Japanese authorities claimed progress, or at least the next best thing — no sign of things getting worse.
“We have been able to prevent the situation from worsening,” Chief Cabinet Secretary Yukio Edano said Saturday. “I believe we are reaching a big turning point.”
Edano’s words, however, came amid the relentlessly grim statistics of the nation’s tragedy: 7,348 confirmed dead, 2,603 injured, 10,947 reportedly missing, 362,580 evacuated and living in shelters, according to government agencies.
The mood in Japan remained one of nervous anticipation of what new threat might arise. A 6.1-magnitude aftershock struck in Ibaraki prefecture, rattling buildings in Tokyo.
The weekend also brought a new, if inevitable, report of radiation contamination in the nation’s food supply. It was found in milk 20 miles from the nuclear plant and even farther away, about 60 miles, in spinach collected on half a dozen farms, according to the Associated Press. Traces of radioactive iodine also were discovered in tap water in Tokyo and other cities.
Officials urged calm, saying the detected amounts of radiation are not harmful.
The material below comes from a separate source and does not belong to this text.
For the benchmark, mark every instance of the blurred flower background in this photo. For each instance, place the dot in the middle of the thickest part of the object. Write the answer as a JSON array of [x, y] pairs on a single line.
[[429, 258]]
Edano said that further tests would be conducted and that the government would ban the sale of any contaminated food products. “Human beings are exposed to a certain level of radiation in daily life. Please react calmly,” Prime Minister Naoto Kan’s office wrote on its Twitter account after the Saturday news conference.
But milk is a particularly sensitive issue when radiation fears arise. After the Chernobyl nuclear accident in Ukraine in 1986, cows fed on contaminated grass and produced milk that was blamed for 6,000 thyroid cancer cases, mostly among people who were children at the time of the accident.
The escalating crisis prompted Kan, of the ruling Democratic Party of Japan, to propose the creation of a coalition government with the Liberal Democratic Party, the largest opposition group. But on Saturday, LDP leader Sadakazu Tanigaki rejected Kan’s offer that he become deputy prime minister, citing policy differences. Kan had reportedly hoped the move would make it easier to pass legislation aimed at helping the disaster response.
At the Fukushima Daiichi plant, a bolstered force of technicians and engineers are scrambling to keep water levels from dropping in reactors and storage ponds. There are six reactors on site, and all six have problems.
Units 1, 2 and 3 were in operation when the earthquake hit and apparently have sustained partial meltdowns of the cores that hold the nuclear fuel rods. The buildings housing reactors 1, 3 and 4 have been severely damaged in explosions. The water level is dangerously low in the spent-fuel pools for units 3 and 4, and the temperature is too high in the pools in units 5 and 6.